老管家眼珠子一转,计上心来,“要不咱们把小少爷带走,只要您把孩攥在手里,还怕少夫人不会乖乖听话?即便她不肯听从您的命令,也无防,有了小少爷,咱们楚家的继承人也有了,一切还不是都在您的掌控之中?”

楚老爷子眼睛一亮,这的确是个好办法。

给儿子娶媳妇,不就是为了传宗接代吗?

既然孩子有了,还要孩子娘干嘛?

可是…还有那个危险的顾刚。

老管家又怎会不知道他在担心什么,奸笑着替他出主意,“顾刚再强,也只有一个人,等到明日他随少夫人出府,咱们的机会不就来了吗?”

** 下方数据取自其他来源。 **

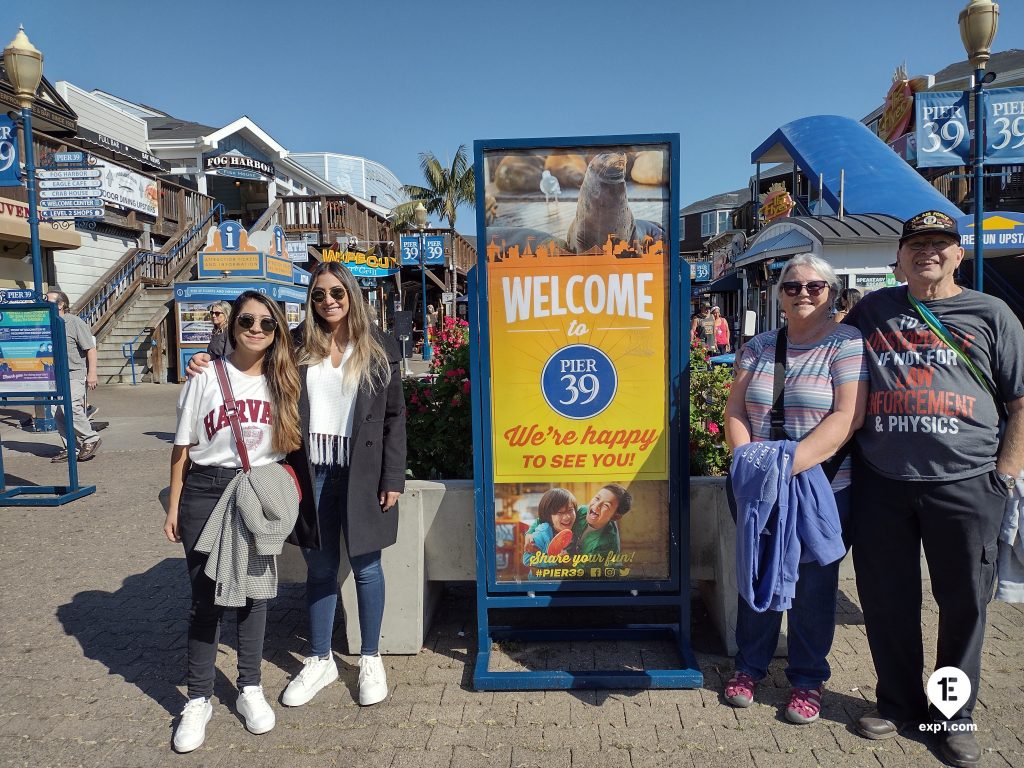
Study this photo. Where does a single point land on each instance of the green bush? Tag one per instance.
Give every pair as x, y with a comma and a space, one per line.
438, 421
709, 391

“而且我听说,今日镇上已经戒严,到处都是凌泉宗的人马,只要咱们略施小计,引顾刚上勾,让凌泉宗的人去制服他…”

后面的话不用说明,两人相视一笑。

楚老爷对这位管家,十分信任,他当家主这么些年,很多主意,都是管家出的。

两人可谓是狼狈为奸,都不是什么好东西。

顾刚将青梅拖到府外,找了僻静的地方,将她丢在地上,蹲下身,抽出青梅身上的腰带,就要往她脖子上套。

青梅吓的面如死灰,拼命的想要往后躲,“你…你别杀我,放我一条生路吧…我保证现在就走,有多远走多远,再也不回来…顾刚,看在我们都是服侍小姐的份上,饶我一命…”

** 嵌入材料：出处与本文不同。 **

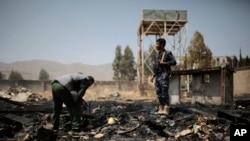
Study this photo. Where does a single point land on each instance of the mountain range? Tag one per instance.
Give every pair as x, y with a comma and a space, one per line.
30, 69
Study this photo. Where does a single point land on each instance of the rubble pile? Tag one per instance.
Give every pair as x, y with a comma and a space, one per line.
21, 94
123, 120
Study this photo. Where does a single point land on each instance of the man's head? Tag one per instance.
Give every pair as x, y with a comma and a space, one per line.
160, 44
91, 80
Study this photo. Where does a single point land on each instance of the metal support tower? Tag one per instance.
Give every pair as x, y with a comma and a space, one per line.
168, 24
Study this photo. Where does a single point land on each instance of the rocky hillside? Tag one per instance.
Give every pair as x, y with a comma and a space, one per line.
30, 69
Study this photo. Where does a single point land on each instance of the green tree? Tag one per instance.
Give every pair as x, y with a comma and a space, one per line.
247, 61
150, 56
117, 63
15, 75
43, 75
199, 55
128, 65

青梅哭的声嘶力竭,眼睛都模糊了,看不清朝她走近的死神。

现在说什么后悔,都已经晚了。

她知道顾刚是什么性子的人,只要是顾烟的命令,不管是对是错,他都会执行到底。

顾刚仍旧是那张冷脸,看她如同看着死人,“你最好别乱动,不会很痛苦,你死了之后,我会给你挖个坑,不会让你暴尸荒野。”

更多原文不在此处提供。